ベスコボ氏にとって、チャレンジャー海淵への旅はこれが3度目だった。チャレンジャー海淵の水深は世界最高峰エベレストの標高よりも約2000メートル深い。
潜水艇「Limiting Factor」から見たマリアナ海溝の海底。
Five Deeps Expedition
このくらいの水深になると、辺りは真っ暗で水温は0度近い。水圧も1平方インチ(約2.5センチ)あたり8トンと、海面の約1000倍だ。
サリバン氏のブログによると、チャレンジャー海淵に行くことで潜水艇の船体には「ジャンボジェット291機または2階建てのバス7900台分」の水圧がかかるという。
潜水艇の厚さ3.5インチ(約8.9センチ)のチタン合金の壁はこうした水圧に耐えられるよう設計されていて、過去5回のチャレンジャー海淵への挑戦を成功させてきた。こうした潜水を2度以上成功させているのは「Limiting Factor」だけだ。
潜水艇「Limiting Factor」。
Tamara Stubbs / Five Deeps Expedition
科学と探査のレガシー
サリバン氏は大きな"プレッシャー"のかかる状況下での仕事に慣れている。15年に及ぶNASAでのキャリアで、サリバン氏は3度、スペースシャトルのミッション —— ハッブル宇宙望遠鏡を設置したディスカバリー号を含む —— で飛んでいる。

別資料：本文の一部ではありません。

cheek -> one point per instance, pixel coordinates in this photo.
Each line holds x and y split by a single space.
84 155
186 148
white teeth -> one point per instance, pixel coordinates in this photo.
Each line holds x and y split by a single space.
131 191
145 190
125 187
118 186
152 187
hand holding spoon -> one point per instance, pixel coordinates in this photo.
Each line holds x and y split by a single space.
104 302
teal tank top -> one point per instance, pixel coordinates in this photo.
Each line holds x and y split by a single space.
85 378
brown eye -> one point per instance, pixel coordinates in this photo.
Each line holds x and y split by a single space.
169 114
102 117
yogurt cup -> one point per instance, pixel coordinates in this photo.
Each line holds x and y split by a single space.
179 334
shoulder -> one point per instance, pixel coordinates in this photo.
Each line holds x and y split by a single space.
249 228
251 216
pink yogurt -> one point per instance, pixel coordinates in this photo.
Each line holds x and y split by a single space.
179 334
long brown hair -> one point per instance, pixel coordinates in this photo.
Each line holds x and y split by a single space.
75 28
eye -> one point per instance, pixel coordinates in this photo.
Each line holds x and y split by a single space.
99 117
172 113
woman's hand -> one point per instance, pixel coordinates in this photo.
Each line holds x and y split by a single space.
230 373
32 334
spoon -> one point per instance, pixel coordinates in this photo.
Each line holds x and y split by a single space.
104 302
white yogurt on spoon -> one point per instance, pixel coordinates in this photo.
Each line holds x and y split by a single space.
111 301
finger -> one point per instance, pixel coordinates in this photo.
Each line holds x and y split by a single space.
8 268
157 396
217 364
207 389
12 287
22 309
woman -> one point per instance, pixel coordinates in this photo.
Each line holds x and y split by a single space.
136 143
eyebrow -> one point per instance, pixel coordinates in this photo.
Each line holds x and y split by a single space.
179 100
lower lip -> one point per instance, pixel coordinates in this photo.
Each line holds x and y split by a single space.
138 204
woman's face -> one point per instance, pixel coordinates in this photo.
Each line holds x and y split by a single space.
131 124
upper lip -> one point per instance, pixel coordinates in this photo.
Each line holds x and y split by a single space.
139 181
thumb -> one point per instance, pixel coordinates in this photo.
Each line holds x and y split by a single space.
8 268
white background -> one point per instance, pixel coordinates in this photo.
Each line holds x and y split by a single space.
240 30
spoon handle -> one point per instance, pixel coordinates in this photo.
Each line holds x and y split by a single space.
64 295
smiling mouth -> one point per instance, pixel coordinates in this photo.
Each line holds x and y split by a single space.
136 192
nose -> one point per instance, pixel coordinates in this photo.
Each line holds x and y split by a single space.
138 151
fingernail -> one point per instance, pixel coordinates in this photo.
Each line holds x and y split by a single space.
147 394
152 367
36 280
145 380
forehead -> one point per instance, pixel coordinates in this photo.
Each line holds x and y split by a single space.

スペースシャトル「チャレンジャー号」に搭乗したサリバン氏(左)とサリー・ライド氏(1984年10月)。
Space Frontiers/Getty
1978年、サリバン氏はNASAの宇宙飛行士に選ばれた最初の女性の1人だった。そして1984年10月11日、アメリカ人女性として初めてチャレンジャー号の外で宇宙遊泳を行った。
宇宙飛行士としての日々を終えた後、サリバン氏は海洋学への情熱を追い求め、1993年にアメリカ海洋大気庁(NOAA)のチーフサイエンティストに指名された。
キャサリン・サリバンさん(2013年、NOAA)。
Mark Wilson/Getty
2014~2017年には、NOAAの長官を務めた。